Your installation details

1. App version: [please specify]
2. Helm chart version: [if applicable, please specify]
3. Application config: [please provide relevant config, redact sensitive info]
4. IAAC configs: [if applicable, please provide]

Steps to reproduce

1. Enable audit log using a host variable.
2. Observe that audit logging is controlled by this variable rather than explicit configuration settings.

Screenshots
[add if applicable]

Logs
[add if applicable]

Additional context
This behavior may pose a security or configuration risk. Please review and consider enhancing the audit log configuration for improved security and clarity.

[github-actions]

Hi ravindraprasad85! 👋

Welcome, and thank you for opening your first issue in the repo!

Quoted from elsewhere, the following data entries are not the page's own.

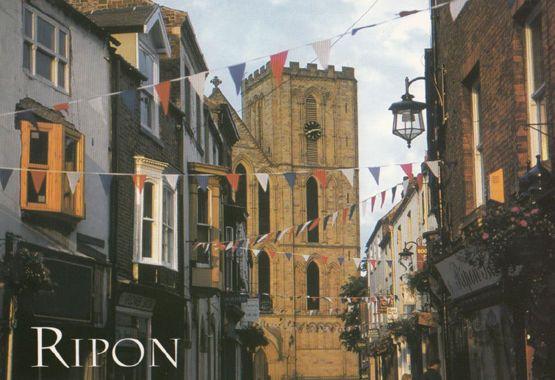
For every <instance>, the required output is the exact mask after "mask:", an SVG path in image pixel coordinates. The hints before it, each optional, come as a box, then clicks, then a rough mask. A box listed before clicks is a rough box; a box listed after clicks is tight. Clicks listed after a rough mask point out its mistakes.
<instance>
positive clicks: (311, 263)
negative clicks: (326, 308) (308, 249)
mask: <svg viewBox="0 0 555 380" xmlns="http://www.w3.org/2000/svg"><path fill="white" fill-rule="evenodd" d="M306 296H307V298H306V299H307V301H306V307H307V309H308V310H319V309H320V270H319V269H318V265H317V264H316V263H315V262H314V261H312V262H311V263H310V264H308V268H307V269H306Z"/></svg>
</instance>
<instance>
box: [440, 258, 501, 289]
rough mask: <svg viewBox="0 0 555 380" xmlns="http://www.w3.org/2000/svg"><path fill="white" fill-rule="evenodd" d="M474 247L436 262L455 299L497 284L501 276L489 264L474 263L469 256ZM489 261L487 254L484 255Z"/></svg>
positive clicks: (500, 275)
mask: <svg viewBox="0 0 555 380" xmlns="http://www.w3.org/2000/svg"><path fill="white" fill-rule="evenodd" d="M471 249H474V248H467V249H463V250H461V251H459V252H457V253H456V254H454V255H452V256H449V257H448V258H446V259H444V260H442V261H441V262H439V263H437V264H436V268H437V270H438V272H439V274H440V275H441V278H442V279H443V282H444V283H445V285H446V286H447V289H448V290H449V293H450V294H451V297H452V298H453V299H457V298H460V297H462V296H465V295H467V294H470V293H473V292H476V291H478V290H480V289H483V288H486V287H489V286H492V285H495V284H496V283H497V282H498V281H499V280H500V278H501V275H500V274H499V273H498V272H495V271H493V270H492V269H491V268H489V267H488V265H472V264H470V263H469V262H468V260H467V256H468V255H469V253H470V252H471V251H470V250H471ZM483 259H484V262H486V263H487V261H488V260H487V259H488V258H487V256H484V258H483Z"/></svg>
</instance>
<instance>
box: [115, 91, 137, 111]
mask: <svg viewBox="0 0 555 380" xmlns="http://www.w3.org/2000/svg"><path fill="white" fill-rule="evenodd" d="M119 96H120V97H121V101H122V102H123V105H124V106H125V107H127V109H128V110H129V111H130V112H131V113H134V112H135V105H136V102H137V94H136V92H135V90H125V91H123V92H121V93H120V94H119Z"/></svg>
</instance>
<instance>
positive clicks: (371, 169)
mask: <svg viewBox="0 0 555 380" xmlns="http://www.w3.org/2000/svg"><path fill="white" fill-rule="evenodd" d="M380 169H381V168H380V167H379V166H376V167H373V168H368V170H370V174H372V176H373V177H374V179H375V180H376V184H377V185H379V184H380Z"/></svg>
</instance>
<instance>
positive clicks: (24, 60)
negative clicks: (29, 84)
mask: <svg viewBox="0 0 555 380" xmlns="http://www.w3.org/2000/svg"><path fill="white" fill-rule="evenodd" d="M31 49H32V47H31V44H30V43H28V42H25V43H24V44H23V67H24V68H26V69H27V70H29V71H31Z"/></svg>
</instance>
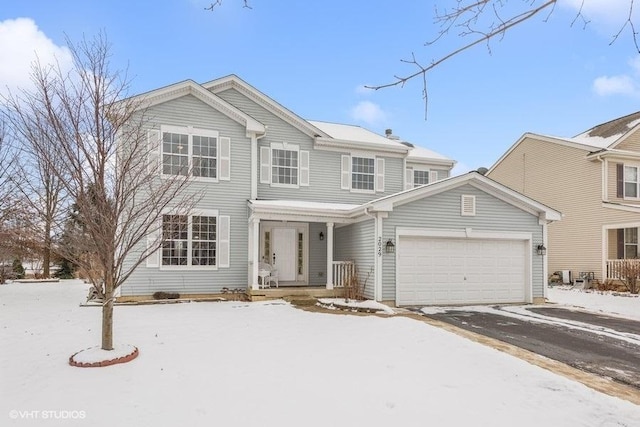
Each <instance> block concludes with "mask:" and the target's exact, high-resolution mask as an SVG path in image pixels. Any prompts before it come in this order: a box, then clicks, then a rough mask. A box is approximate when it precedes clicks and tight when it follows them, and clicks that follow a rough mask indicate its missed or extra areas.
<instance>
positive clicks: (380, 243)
mask: <svg viewBox="0 0 640 427" xmlns="http://www.w3.org/2000/svg"><path fill="white" fill-rule="evenodd" d="M364 214H365V215H366V216H368V217H370V218H373V221H374V222H373V227H374V228H373V229H374V242H375V243H374V254H373V256H374V262H373V269H374V272H373V299H374V300H375V301H379V300H380V299H381V297H382V296H381V295H380V287H381V283H382V281H381V279H382V262H381V260H382V230H381V228H382V227H381V221H380V220H379V217H378V216H377V215H372V214H370V213H369V210H368V207H366V206H365V207H364Z"/></svg>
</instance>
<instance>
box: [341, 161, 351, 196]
mask: <svg viewBox="0 0 640 427" xmlns="http://www.w3.org/2000/svg"><path fill="white" fill-rule="evenodd" d="M340 188H341V189H343V190H348V189H350V188H351V156H342V174H341V180H340Z"/></svg>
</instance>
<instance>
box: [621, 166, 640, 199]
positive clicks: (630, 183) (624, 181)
mask: <svg viewBox="0 0 640 427" xmlns="http://www.w3.org/2000/svg"><path fill="white" fill-rule="evenodd" d="M638 177H639V174H638V168H637V167H636V166H625V167H624V196H625V197H638Z"/></svg>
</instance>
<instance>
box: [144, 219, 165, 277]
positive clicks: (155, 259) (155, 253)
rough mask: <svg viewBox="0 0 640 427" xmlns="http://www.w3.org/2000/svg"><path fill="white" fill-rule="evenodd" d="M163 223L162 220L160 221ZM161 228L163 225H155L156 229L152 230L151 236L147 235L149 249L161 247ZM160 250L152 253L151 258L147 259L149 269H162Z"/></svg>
mask: <svg viewBox="0 0 640 427" xmlns="http://www.w3.org/2000/svg"><path fill="white" fill-rule="evenodd" d="M158 222H160V223H161V220H160V221H158ZM161 227H162V225H155V226H154V228H155V229H152V230H151V231H150V232H149V234H148V235H147V249H149V248H151V247H153V246H158V245H159V243H160V242H159V241H158V239H159V237H160V232H161ZM160 250H161V248H160V247H158V248H157V249H156V250H155V251H153V252H152V253H151V255H149V257H148V258H147V261H146V263H147V268H158V267H160Z"/></svg>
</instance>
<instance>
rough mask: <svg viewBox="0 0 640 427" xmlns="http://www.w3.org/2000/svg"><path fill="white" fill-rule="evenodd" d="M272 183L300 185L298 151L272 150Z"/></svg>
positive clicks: (271, 157)
mask: <svg viewBox="0 0 640 427" xmlns="http://www.w3.org/2000/svg"><path fill="white" fill-rule="evenodd" d="M271 182H272V183H273V184H285V185H296V186H297V185H298V151H297V150H284V149H277V148H272V149H271Z"/></svg>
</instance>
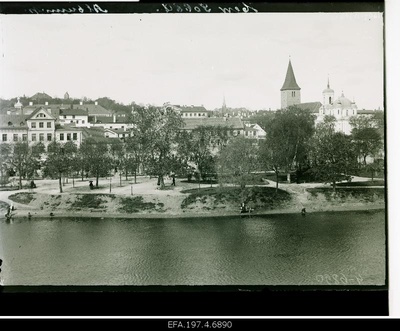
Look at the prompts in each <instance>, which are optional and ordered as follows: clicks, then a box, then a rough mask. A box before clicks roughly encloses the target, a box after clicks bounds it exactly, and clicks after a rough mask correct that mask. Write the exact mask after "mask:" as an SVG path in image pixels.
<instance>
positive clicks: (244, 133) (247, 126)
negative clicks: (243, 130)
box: [244, 123, 267, 139]
mask: <svg viewBox="0 0 400 331" xmlns="http://www.w3.org/2000/svg"><path fill="white" fill-rule="evenodd" d="M244 137H245V138H250V139H251V138H253V139H265V138H266V137H267V133H266V132H265V130H264V129H263V128H262V127H261V126H259V125H258V124H251V123H245V128H244Z"/></svg>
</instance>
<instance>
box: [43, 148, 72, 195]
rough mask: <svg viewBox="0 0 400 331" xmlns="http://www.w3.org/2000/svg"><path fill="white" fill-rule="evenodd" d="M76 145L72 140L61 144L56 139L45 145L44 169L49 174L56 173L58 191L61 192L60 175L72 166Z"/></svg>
mask: <svg viewBox="0 0 400 331" xmlns="http://www.w3.org/2000/svg"><path fill="white" fill-rule="evenodd" d="M77 150H78V149H77V147H76V145H75V143H74V142H72V141H68V142H66V143H65V144H62V143H60V142H57V141H52V142H51V143H50V144H49V145H48V146H47V159H46V163H45V164H46V169H47V172H48V173H49V174H53V175H56V176H57V178H58V184H59V187H60V193H62V192H63V191H62V182H61V180H62V177H63V176H65V174H68V172H69V171H70V170H71V169H72V168H73V166H74V164H75V163H76V162H75V160H76V159H75V156H76V152H77Z"/></svg>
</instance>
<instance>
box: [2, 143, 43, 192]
mask: <svg viewBox="0 0 400 331" xmlns="http://www.w3.org/2000/svg"><path fill="white" fill-rule="evenodd" d="M44 150H45V148H44V145H43V144H42V143H41V142H39V143H37V144H35V145H31V146H29V144H28V142H20V141H19V142H16V143H15V144H13V145H12V154H11V156H10V158H9V162H10V166H11V167H12V168H13V169H15V171H16V172H17V173H18V177H19V181H18V186H19V189H22V178H23V177H24V178H25V177H26V178H33V176H34V173H35V171H36V170H37V169H39V167H40V158H41V155H42V154H43V153H44Z"/></svg>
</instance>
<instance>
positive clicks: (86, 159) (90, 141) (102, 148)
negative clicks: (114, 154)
mask: <svg viewBox="0 0 400 331" xmlns="http://www.w3.org/2000/svg"><path fill="white" fill-rule="evenodd" d="M79 153H80V155H81V157H82V158H83V163H84V164H85V166H86V169H87V170H88V171H90V172H91V173H92V174H93V176H95V177H96V187H99V177H100V176H105V175H106V174H107V173H108V171H109V170H110V169H112V167H113V162H112V158H111V157H110V153H109V146H108V144H107V143H104V142H96V141H95V140H94V139H93V138H87V139H85V140H84V141H83V142H82V144H81V146H80V148H79Z"/></svg>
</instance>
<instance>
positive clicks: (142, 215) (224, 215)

Please wait for triaging by our maintainers.

As development is carried out in our spare time, you can support us by sponsoring our activities or even funding the development of specific issues.
Sponsorship link

If you plan to raise a PR for this issue, please take a look at our contributing guide.

[Haarolean]

This isn’t a bug. Environment variable configuration is an industry standard in basically every runtime (12-factor apps, docker, kubernetes, cloud platforms, etc). Calling it a “security risk” is backwards: if you don’t control your host environment, you already have a compromised system. Preventing env var configuration doesn’t improve security, it just breaks standard deployment patterns.